11.Hafta

Cem Göncü
STANDART
Published in
4 min readNov 8, 2017

Bu kadar “güzel’’ maçların olduğu haftalarda neden hep daha fazlasını istiyoruz? Tabi ki insan olduğumuz, bu bencillik dolu, kötü özellikleri bünyemizde taşıdığımız için. Yoksa neden hala ‘’Bir de Liverpool-Tottenham olsaydı be’’ diye içimden geçireyim ki? İşte bunlar hep futbola doyamamazlık ve futbol sevgisinden!!

Şaka bir yana, 2 güzel maç ve bir Klopp sürprizi ile geçen dolu dolu bir hafta. Varsın futbola doymayalım, bencil olalım. Buyurun 11.Haftaya ;

CHELSEA-1 MANU-0

Bütün hafta “David Luiz-Conte Kavgası’’ şeklinde İngiliz Tabloidleri’ni süsleyen manşetlerin gölgesinde başlasa da maç, Mourinho’nun Chelsea’yi iyi okumuş olduğu, daha 2. dakikada Lukaku’nun Courtois’a yaptığı baskıda gizli idi.

Topu oyuna erken sokmanın Conte’nin kontra silahının başlangıcı olduğunu keşfetmiş keşfetmesine Jose ancak, savunmadaki yetersizliği o kadar bariz ki, Matiç-Herrera duvarı bile derdine derman olamadı. Nihayet yerine, en güçlü ve verimli olduğu üçlünün sağına dönen Azpilicueta, ortayı yaptığında Manu defansının ortasında Morata o kadar boştu ki, ben bile nerede bunlar diye tv’nin köşe noktalarına bakmak zorunda hissettim kendimi.

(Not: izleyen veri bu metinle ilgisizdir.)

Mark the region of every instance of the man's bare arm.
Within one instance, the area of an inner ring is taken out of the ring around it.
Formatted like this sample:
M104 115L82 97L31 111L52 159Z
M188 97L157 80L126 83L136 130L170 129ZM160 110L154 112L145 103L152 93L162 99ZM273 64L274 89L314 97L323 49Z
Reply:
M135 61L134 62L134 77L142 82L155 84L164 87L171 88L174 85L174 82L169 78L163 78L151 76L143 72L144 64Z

Şeytanların golden evvel 45–55 arasındaki Chelsea baskısını kıramamaları Jose’nin kıramadığı temel oyun sorunlarından bir tanesi ancak, Mkhitaryan’ın yine ve yeniden kaybolması, Lukaku’nun tek başına uğraşıları ama “büyük maçlarda kayboluyor’’ yaftasını üzerinden atamaması, Rashford’un oyun içinde ağırlık koyacak kadar toy olması, Jose’yi yine meşhur ‘‘Fellaini planına’’ sürükledi.

Nedir bu Fellaini planı diye soranlara cevap ; Topu Fellaini’ye şişir!!!

Lige (belki de dünyaya) topun kıymetin bilen İspanyol oyun kurucuların hakim olduğu bir ortamda (Fabregas-David Silva etc) Mata’sız oynamak kesinlikle Manu’ya yaramıyor.

Mkhi her ne kadar beklenenin üstünde performans verse de,tempoyu ayarlayamıyor,skor katkısını gerekli yerlerde veremiyor.İş böyle olunca da Fellaini, tam Türk işi, ceza sahasına yollanan, “çık kafayı vur’’ denilen stoper misali oyuna alınıyor ki, skor alınamayınca da bu “eski’’ plan da boşa çıkıyor..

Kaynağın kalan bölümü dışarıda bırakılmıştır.